Look, if you laid my life out in a straight line and looked at all of it at once… there would be a span when I am not married and a span when I am married. And I was married in a nice clean moment, a perfect transition from one life to another. But the relationship that Mariah and I have—the relationship that makes that moment matter—overflows that moment and overwhelms everything else.

And there would be a span when I am not baptized and a span when I am baptized… when I am not confirmed and when I am confirmed… when I am not ordained and when I am ordained. But the relationship that I have with Christ—the relationship that makes all of those moments matter—overflows those moments and overwhelms everything else.

And when I look at my life… when I examine those moment that looked like nice clean perfect transitions… it turns out that they are a lot messier than I remember. It turns out that who-I-am is really just a freeze frame of who-I-am-becoming. And where-I-stand is just a snapshot of where-I-am-going.

And that the certainty that we like so much is nothing more than a comforting illusion.

A little bit after Jesus tells Nicodemus about being born anew, of water and of spirit, he talks about light. And he says, more or less, “I am the light of the world. And I didn’t come here to condemn the world. I came here to save it; to light it up. So here’s what it comes down to: you can either sit in the dark with your sins… or you can step into the light.”

And here’s the thing about light: it doesn’t have a nice clean boundary. There isn’t a perfect transition from darkness to light. You don’t step into it in a moment.

There is twilight and shadow and penumbra; light bleeds into darkness and overwhelms it.

And maybe being Christian…

…following this Jesus as he travels from Cana to Jerusalem to Samaria to Cana to Jerusalem to Galilee to Jerusalem and further still…

…following this Jesus as he moves through the world and through us…

…being born from above, of spirit and of water…

…is not so much a moment as a journey. It’s a journey that goes from place to place, back and forth, around and around, through light and darkness and shadow. It’s a journey that doesn’t make a whole lot of sense in the moment. it’s a journey where even we don’t quite know where we are coming from and where we are going.

But the good news is that it is a journey where we have a guide; and that guide knows the way.

Our faith, is not in who we are or where we stand. Our trust is not in our certainties or our prayers.
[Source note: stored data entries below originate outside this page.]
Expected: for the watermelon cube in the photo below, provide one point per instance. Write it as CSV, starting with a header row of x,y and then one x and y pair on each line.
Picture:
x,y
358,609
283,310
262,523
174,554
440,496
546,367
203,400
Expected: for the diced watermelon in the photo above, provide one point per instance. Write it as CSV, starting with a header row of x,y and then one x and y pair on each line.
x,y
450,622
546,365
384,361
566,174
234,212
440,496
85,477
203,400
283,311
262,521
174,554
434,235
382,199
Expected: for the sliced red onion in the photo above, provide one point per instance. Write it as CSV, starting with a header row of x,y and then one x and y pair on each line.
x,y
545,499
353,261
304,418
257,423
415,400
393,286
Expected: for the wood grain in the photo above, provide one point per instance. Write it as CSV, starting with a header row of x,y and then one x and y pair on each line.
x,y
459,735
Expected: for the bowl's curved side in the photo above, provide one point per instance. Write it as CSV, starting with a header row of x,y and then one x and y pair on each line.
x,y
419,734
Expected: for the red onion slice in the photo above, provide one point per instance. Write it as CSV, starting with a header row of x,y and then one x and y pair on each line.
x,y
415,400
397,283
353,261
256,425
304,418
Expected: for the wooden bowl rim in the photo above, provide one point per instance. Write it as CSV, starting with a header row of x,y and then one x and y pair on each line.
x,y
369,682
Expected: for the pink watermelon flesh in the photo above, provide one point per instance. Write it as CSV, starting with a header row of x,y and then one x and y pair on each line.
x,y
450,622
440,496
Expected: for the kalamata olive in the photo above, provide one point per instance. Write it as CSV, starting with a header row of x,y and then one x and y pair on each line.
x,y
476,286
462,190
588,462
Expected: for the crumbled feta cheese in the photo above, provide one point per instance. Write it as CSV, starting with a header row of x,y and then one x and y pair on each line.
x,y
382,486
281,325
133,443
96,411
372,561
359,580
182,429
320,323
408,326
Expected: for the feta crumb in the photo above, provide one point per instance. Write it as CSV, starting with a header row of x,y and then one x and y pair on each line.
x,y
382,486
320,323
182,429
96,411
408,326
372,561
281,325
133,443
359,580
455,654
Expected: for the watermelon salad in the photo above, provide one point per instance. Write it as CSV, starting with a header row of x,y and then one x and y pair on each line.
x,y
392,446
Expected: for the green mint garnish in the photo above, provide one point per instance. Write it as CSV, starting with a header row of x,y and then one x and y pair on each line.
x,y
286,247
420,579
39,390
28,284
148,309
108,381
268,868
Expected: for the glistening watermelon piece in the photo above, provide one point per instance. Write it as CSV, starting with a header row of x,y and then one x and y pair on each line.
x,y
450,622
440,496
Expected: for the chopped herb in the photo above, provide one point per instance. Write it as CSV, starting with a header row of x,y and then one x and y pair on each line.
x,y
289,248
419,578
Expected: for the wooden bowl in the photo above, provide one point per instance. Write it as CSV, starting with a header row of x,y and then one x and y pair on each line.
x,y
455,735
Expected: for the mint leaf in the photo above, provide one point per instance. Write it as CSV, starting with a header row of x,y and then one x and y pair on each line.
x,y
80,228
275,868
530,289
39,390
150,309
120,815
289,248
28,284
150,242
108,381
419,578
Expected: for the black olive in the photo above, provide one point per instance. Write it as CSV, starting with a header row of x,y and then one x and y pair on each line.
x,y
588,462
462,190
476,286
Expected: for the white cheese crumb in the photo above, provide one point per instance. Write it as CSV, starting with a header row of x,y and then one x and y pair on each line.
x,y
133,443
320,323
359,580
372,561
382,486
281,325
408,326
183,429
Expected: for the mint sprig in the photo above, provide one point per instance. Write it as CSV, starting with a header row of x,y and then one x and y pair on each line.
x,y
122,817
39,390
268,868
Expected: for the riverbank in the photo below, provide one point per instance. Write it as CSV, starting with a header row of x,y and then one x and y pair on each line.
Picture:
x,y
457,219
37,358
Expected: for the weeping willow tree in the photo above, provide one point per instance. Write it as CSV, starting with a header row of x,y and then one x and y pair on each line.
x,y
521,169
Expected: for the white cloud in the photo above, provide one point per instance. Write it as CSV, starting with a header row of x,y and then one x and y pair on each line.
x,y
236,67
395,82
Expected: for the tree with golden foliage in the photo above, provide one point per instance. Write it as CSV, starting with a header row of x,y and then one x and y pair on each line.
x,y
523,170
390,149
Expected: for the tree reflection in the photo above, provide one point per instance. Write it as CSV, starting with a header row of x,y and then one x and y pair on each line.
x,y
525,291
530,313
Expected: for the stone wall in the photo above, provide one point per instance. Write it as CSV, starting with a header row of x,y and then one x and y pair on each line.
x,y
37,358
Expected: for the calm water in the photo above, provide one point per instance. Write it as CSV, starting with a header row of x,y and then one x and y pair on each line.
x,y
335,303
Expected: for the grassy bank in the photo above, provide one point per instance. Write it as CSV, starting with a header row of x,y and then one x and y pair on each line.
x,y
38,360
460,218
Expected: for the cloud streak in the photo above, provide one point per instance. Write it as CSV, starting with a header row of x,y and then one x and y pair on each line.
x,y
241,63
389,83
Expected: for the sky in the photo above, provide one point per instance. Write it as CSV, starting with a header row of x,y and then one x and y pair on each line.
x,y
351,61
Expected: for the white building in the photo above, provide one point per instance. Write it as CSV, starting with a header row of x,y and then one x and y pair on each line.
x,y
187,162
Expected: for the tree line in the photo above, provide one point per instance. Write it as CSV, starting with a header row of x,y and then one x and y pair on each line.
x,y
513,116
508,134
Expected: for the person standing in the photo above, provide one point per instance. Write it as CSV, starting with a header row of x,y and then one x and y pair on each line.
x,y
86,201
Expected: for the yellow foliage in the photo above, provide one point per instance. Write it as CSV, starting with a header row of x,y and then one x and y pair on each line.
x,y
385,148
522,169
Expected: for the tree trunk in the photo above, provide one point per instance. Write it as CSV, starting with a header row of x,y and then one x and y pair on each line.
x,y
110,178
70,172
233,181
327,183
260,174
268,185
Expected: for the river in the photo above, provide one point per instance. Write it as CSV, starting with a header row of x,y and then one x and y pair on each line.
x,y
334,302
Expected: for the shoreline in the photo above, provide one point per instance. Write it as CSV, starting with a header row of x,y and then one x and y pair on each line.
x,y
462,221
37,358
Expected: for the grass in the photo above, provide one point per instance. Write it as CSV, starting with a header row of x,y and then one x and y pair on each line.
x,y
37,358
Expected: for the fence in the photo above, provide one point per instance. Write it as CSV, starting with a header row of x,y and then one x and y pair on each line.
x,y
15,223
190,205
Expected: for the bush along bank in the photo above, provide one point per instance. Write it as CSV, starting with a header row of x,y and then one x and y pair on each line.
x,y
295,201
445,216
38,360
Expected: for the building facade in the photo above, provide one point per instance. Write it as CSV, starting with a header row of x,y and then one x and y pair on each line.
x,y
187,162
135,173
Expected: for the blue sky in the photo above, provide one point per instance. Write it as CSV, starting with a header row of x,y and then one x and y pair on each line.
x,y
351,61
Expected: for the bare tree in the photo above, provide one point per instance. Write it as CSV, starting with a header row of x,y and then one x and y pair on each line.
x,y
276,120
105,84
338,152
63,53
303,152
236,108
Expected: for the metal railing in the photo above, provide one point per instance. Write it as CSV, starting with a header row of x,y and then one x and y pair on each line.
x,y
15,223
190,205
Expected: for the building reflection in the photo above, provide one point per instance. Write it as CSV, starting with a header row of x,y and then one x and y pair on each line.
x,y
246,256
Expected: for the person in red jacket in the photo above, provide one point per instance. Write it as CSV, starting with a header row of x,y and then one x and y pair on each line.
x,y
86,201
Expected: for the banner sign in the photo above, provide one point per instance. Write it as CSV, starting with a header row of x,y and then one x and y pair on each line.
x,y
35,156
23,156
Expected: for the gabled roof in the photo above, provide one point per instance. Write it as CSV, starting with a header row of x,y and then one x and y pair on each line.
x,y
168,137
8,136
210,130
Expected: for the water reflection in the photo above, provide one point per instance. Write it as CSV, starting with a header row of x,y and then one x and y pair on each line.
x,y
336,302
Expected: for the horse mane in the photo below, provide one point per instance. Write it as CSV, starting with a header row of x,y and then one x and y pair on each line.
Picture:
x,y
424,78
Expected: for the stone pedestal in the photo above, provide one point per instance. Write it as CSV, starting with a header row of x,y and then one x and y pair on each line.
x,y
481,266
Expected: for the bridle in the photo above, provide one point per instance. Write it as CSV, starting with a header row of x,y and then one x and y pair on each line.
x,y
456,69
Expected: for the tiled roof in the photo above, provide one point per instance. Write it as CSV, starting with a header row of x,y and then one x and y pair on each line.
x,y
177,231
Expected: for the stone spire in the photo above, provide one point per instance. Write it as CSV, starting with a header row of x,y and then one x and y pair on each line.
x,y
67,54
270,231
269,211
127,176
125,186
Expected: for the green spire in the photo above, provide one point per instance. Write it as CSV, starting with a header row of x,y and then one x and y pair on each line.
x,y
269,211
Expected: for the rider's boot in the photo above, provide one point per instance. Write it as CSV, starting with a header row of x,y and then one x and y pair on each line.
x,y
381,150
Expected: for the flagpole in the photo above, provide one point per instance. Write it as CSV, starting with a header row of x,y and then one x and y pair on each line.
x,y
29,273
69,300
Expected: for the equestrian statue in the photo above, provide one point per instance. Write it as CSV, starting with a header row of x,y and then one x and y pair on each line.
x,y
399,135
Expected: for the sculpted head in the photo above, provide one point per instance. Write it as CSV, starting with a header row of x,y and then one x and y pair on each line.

Our sense of direction in the uncertain geography of our lives is not founded on the crude maps that this world offers.

Our faith is in Christ: the light who guides our journey. Our faith is in Christ when his light is a pinpoint on the horizon. Our faith is in Christ when his light overflows the world and overwhelms us. Christ is our certainty.

And I know that’s hard. I know that’s hard when it feels like we are wandering in the wilderness and all but lost in the darkness. And I know that it can be tempting to grab onto whatever illusions of certainty this world might offer.

But I am certain that Christ is leading us to something amazing… to a life where every doubt will fall away and every tear will be wiped away… to nothing less than the kingdom of God.

And maybe—just maybe—that journey is what being born anew, of water and of spirit, to eternal and abundant life, is.